Hi MrBrateee,

Can you tell us the name of the threat that Norton says it is blocking?  It should appear in the alert itself  or in one of the entries in the Intrusion Prevention logs in Norton History.

It is not related to the reports of the source code theft, which only affects users of pcAnywhere.

Is there stealing source code and, am I safe if install Norton again?
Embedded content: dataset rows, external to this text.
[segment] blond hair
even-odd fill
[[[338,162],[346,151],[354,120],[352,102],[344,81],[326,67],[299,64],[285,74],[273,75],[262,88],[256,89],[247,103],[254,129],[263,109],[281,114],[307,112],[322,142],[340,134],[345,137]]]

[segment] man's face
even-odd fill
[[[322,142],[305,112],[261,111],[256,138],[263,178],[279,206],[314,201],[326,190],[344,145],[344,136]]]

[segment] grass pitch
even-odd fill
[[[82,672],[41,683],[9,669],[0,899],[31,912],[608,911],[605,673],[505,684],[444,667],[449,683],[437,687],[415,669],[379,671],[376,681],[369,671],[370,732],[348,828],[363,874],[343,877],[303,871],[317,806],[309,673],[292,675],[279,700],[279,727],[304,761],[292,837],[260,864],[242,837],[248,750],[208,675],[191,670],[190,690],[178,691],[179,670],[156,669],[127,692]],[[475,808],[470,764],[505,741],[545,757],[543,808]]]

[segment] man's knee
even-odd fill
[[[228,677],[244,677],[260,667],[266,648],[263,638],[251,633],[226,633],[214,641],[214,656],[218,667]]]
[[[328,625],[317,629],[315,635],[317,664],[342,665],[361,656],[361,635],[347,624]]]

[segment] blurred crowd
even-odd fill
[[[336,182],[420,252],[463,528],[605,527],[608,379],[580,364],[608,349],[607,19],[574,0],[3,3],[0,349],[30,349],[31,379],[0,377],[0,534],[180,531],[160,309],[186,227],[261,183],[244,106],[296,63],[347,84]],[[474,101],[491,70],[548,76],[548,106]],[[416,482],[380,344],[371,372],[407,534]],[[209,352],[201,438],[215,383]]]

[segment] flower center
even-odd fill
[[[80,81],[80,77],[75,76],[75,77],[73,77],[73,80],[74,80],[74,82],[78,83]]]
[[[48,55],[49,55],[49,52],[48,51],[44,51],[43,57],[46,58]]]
My problem is not solved. :(

Hi MrBrateee,

OS Attack: MS PRCSS Attack CVE-2004-01162 is an exploit of an old vulnerability that was patched by Microsoft in 2004, so you are not likely to be susceptible to this specific attack unless you are running an OS that was not patched as listed here:

http://www.symantec.com/security_response/attacksignatures/detail.jsp?asid=20386

If you are seeing these only occasionally, especially when you are visiting a particular website, it may just be that the site is compromised and Norton is successfully preventing an exploit hosted there from running on your computer.  On the other hand, an OS attack is serious business, and if you are getting these repeatedly it may indicate something already on your system that is connecting out to launch the exploit.   When you look in your IPS logs, do you see any entries that list the threat as "System Infected?"  If so, you may wish to post to one of the free malware removal forums where trained experts can run tools to find any hidden malware that may be on your PC:

http://www.bleepingcomputer.com

http://www.geekstogo.com/forum/

http://www.cybertechhelp.com/forums/

http://forums.whatthetech.com/

Again, this has absolutely nothing to do with the stolen code from 2006, so persuing that angle will not be very productive.